En Francia se premiaba a las mejores poesías de los trovadores con un ramo de violetas. Muchos artistas la pintaron. Eduardo Manet, en 1872, nos legó un hermoso bouquet de violetas. A la ciudad de Toulouse se la conoce como la “Ciudad de las Violetas”. A principios del siglo XX, un tren iba cada día a París con ramos de violetas. Era frecuente obsequiarl­as a los jefes de Estado. Hasta 1914 se exportaban violetas a Rusia, Austria, Hungría y Alemania. En 1908 los productore­s de Toulouse fundan la Cooperativ­a de Violetas y Cebollas, que funcionó hasta 1983.

El tango y la poesía

F. Brancatti escribió con música de Juan Maglio el tango “Violetas”, grabado por Carlos Gardel: “Y juntito a las violetas que me distes un día, la melancolía de mi desencanto me castiga tanto que no puedo más”. El vals “Rosas de otoño”, con música de G. Barbieri y poesía de J. Rial, fue adaptado para el tango “Mis violetas”. Pablo Neruda escribió: “Desde siempre las violetas han sido mis flores preferidas”. Su coterráneo Nicanor Parra recuerda “... el delicado olor de las violetas, que mi amorosa madre cultivaba para curar la tos y la tristeza”.

La poeta uruguaya Delmira Agustini dejó este poema: “...una flor como ninguna, una flor que se llama Violeta...”. Y Rafael Obligado

escribió: “Ya no hay violetas, ni silvestre, (…) huyeron de la niñez las horas(…) dudosa aquí, rastreando la humedad del suelo”. Expresó

Borges: “…y encontré en un libro unas violetas de una tarde inolvidabl­e y ya olvidada…”.
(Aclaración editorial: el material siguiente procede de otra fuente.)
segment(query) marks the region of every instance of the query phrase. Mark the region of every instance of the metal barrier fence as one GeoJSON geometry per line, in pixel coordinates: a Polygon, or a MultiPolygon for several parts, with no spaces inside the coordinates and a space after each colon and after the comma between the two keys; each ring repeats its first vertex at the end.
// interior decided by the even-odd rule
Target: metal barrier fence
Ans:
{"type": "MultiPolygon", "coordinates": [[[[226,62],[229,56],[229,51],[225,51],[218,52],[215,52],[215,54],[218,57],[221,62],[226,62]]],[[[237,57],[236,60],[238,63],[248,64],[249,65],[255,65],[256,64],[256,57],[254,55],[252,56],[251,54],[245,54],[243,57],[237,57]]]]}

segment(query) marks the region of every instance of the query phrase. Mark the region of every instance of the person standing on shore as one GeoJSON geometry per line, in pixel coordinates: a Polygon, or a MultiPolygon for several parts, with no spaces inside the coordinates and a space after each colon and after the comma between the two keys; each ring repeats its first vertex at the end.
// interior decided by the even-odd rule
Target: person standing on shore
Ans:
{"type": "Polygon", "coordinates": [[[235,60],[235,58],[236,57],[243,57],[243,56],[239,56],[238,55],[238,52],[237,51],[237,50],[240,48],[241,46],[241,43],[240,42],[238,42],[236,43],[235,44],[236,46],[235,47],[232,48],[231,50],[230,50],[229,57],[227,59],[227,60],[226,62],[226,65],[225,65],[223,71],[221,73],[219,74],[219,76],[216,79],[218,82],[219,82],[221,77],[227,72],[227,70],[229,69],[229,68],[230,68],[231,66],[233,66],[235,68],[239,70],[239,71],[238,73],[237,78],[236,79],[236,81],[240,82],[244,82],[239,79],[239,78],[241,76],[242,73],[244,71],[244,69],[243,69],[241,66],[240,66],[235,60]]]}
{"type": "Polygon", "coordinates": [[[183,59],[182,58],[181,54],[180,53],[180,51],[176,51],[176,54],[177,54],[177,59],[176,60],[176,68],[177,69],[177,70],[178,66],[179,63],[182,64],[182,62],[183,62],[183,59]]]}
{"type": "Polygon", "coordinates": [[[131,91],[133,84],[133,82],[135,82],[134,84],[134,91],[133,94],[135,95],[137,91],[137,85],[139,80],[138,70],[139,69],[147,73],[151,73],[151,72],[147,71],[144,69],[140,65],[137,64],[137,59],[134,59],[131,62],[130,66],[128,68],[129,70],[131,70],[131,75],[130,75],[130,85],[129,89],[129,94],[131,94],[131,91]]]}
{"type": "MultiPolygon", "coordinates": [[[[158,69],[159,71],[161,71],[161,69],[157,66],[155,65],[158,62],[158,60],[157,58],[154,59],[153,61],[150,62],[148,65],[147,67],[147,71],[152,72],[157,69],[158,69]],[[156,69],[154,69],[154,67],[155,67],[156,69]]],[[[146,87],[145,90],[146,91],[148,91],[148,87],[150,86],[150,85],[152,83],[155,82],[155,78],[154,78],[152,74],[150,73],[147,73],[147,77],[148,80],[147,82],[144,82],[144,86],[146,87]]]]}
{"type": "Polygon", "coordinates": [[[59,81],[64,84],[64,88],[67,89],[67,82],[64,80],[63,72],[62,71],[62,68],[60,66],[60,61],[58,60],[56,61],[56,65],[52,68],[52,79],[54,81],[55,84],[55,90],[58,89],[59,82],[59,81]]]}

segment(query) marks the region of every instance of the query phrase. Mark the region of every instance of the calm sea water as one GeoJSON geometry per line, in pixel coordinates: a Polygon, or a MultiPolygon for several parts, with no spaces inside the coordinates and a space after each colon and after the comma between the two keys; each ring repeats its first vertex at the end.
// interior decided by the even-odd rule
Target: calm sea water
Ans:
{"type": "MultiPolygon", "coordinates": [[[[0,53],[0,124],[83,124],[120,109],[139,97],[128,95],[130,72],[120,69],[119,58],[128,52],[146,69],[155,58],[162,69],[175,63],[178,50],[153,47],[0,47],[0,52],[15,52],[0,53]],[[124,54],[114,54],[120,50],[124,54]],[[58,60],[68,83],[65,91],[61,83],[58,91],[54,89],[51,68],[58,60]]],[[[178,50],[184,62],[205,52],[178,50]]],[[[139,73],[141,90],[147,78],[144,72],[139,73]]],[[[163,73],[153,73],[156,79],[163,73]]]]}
Vuelven las imágenes de mi infancia, juntando violetas en las quintas de Mercedes y, entonces, evoco al poeta local Juan José Marín en El romance de las cosas inmutables: “Con una fragancia antigua de junquillos y violetas, la tarde de agosto muere…”, y a Pedro

M. Obligado: “(…) y ahora que ya no existen (…) en toda casa de familia honrada (…) se nota que hay un vacío, porque faltan ellas…”.